There's still time to experience the Winter Walk at Harlow Carr Gardens in North Yorkshire. Heather Barron talks to the man responsible for maintaining its beauty

FOR a man whose least favourite season is winter, Russell Watkins is doing a great job with the Winter Walk at Harlow Carr.

The walk has been Russ’s responsibility for the last decade and as anyone with a garden will know, there is always something to do, all year round.

As Floral Team Leader, Russ is involved in the never-ending job of keeping a public garden like Harlow Carr, near Harrogate, in tip-top condition.

While design and planning are part of his remit, he has special responsibility for the Winter Walk.

“It all started with my nan.

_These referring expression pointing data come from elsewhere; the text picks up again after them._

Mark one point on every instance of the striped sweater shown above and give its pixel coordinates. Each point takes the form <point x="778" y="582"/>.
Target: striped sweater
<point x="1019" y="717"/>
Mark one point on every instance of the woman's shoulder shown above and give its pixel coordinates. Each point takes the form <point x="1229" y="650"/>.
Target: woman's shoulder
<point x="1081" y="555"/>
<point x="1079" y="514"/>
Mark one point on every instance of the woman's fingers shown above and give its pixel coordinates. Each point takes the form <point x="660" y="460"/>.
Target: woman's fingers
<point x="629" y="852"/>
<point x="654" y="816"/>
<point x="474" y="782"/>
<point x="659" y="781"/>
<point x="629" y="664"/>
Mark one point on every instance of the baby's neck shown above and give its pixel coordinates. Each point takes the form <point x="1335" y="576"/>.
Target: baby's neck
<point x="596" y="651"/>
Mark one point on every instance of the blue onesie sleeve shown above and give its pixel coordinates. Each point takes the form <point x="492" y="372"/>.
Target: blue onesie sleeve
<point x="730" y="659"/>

She had quite an old-fashioned garden - mostly vegetables and roses - but she got me interested. By the time I was five, I was helping her to prune her roses,” explains Russ.

Having been bitten by the gardening bug, he left school at 16, and was keen to get some horticultural experience. He spent a year “on a sort of apprenticeship scheme” with Birmingham Botanic Gardens, followed by a two-year National Diploma course at Pershore Horticultural College, where he specialised in Garden Design and Ornamental Horticulture.

Realising that he wanted to be a garden designer, Russ enrolled on a three-year degree course in Garden Art & Design at Leeds Met, which was more technical than practical.

He knew, half-way through, that office-based work wasn’t really what he wanted, but he stuck it out.

After graduating, he took a position with a garden maintenance firm but he stayed less than a year.

“I hated it,” he confesses. “I’m a very planty person – not a butcher, and it was all about cutting things into cubes.”

Luckily, a vacancy for a position in the Harlow Carr Plant Centre came up and, after “a lovely interview” during which he says his interviewer felt “she should save him from garden maintenance”, he was offered a six-month contract.

“It was a fast learning curve with deliveries every day, and some plants I’d never seen before,” laughs Russ. “There was also lots of customer contact, so I was spending a lot of time giving advice.

“Although there were no guarantees, I was hoping it would be a stepping stone into the gardens,” says Russ. “After my six months, a place became available and I got it.”

During his time at Harlow Carr, Russ has spent ten years with the Floral Team and a year on the Woodland Team, which he confesses was very different.

“All my knowledge was in floral, where I was more at home. It is quite prescriptive, with set standards. Woodland is much more naturalistic, so, initially, I struggled with it a little. But it was lovely working with different plants and a different team.”

Although the Winter Walk was started eleven years ago it was never completed. Russ took it on, and considers it to be ‘his baby’.

“It’s been amazing,” he says. “I don’t like winter – it’s cold and wet – but that’s when the walk is at its best. I try to create colour and interest, making it as bright and brash as possible.

“With floral planting, it’s all about complementary colours, but I can ignore a lot of the rules and introduce colour combinations that are not normally used at other times of year.”

Although the walk is open all year round, it comes into its own from October to April.

“The season ends in a psychedelic blast of colour from mid-February to mid-March. It’s like a kaleidoscope, before it switches off like a light, in preparation for the ‘big cut down’ at the end of March/beginning of April. The rest of the garden is just waking up then.”

Visitors are increasingly asking if it is possible to buy the plants on display, so the Plant Centre now stocks products that are featured in different areas of the gardens, with a really good selection from the Winter Walk at the moment.